Which model performs better?

In [None]:
# PARAMETERS TO CHANGE
input_columns = ['sepal length (cm)','sepal width (cm)']
test_size = 0.5
random_state = 42
model = LogisticRegression()
model_name = 'LR_with_sepaldata'


# Create input X, and target y to train the model with 
X = df_iris[input_columns]  # only use petal length and width
X = X.to_numpy()  # converting into numpy array
y = iris['target']

# Splitting into train and test
X_train, X_test, y_train, y_test = train_test_split(X,y,test_size=0.5, random_state=42)

# Fit the model based on chosen parameters
model.fit(X,y)


training_prediction = model.predict(X_train)

test_prediction = model.predict(X_test)

print("Precision, Recall, Confusion matrix, in training\n")

# Precision Recall scores
print(metrics.classification_report(y_train, training_prediction, digits=3))

# Confusion matrix
print('Confuson matrix')
print(metrics.confusion_matrix(y_train, training_prediction))

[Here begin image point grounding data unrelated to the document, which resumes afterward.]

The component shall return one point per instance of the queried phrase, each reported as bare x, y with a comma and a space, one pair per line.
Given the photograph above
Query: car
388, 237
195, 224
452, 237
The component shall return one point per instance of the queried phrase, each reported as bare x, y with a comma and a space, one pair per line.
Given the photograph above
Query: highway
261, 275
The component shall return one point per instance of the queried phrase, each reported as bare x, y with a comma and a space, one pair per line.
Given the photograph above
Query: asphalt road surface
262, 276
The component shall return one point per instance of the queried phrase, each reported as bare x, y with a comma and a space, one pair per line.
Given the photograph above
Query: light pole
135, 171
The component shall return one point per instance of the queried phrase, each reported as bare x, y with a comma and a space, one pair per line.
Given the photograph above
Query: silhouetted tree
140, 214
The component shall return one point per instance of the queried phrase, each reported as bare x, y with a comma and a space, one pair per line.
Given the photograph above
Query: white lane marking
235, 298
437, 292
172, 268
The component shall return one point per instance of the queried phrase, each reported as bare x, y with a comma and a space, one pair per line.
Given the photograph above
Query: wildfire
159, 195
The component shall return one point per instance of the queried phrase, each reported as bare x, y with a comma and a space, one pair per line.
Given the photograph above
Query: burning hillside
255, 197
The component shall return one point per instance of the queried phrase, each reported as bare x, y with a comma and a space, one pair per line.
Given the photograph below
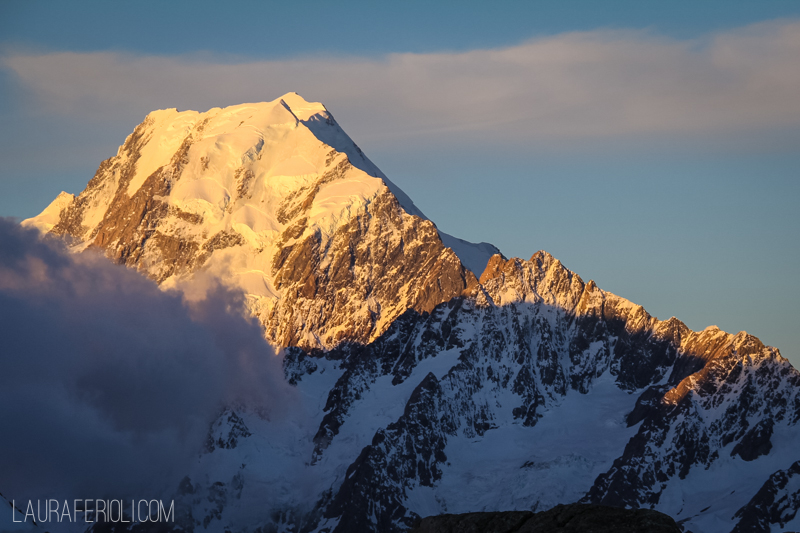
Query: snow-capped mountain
435, 374
275, 199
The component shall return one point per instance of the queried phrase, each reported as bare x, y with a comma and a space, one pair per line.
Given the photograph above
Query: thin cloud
586, 84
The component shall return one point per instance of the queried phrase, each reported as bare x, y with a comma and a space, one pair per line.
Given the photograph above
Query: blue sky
651, 146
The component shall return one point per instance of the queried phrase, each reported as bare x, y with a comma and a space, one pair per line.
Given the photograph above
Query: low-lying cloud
107, 384
584, 84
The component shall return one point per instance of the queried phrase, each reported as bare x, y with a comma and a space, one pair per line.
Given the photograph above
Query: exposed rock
776, 502
573, 518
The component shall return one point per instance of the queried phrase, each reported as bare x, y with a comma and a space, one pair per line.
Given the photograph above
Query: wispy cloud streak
587, 84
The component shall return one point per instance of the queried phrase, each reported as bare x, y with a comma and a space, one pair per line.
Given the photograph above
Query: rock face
424, 390
275, 199
574, 518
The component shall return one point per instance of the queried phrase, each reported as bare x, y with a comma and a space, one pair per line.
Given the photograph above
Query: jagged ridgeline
436, 375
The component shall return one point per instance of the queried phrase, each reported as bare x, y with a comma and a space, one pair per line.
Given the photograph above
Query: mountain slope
422, 388
275, 199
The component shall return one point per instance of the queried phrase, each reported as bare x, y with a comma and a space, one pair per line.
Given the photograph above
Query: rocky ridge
425, 389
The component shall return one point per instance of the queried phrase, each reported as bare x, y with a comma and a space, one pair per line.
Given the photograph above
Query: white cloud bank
109, 385
586, 84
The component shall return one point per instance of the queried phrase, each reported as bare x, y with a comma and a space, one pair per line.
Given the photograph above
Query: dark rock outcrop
573, 518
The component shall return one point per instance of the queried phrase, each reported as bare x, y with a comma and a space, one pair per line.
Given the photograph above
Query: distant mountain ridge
437, 375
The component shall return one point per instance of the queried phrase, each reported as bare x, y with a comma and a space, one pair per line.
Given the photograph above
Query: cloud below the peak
109, 385
586, 84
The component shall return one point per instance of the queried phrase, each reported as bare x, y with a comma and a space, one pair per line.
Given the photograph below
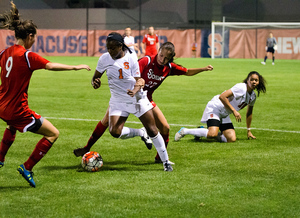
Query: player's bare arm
194, 71
224, 99
96, 82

## **THEORY - Pickle for Machine Learning models**
As you can see, saving different models as different pickle files is done easily. This can be of great help to a Data Engineer working with ML models.

 For example, it makes model comparison all trained with different parameters more organized and efficient. 
 
 Furthermore, it can help productionalize models: train multiple models and compare them in a development environment and only transfer the pickle file of the best performing model to the production environment.

 Congratulations on completing this module!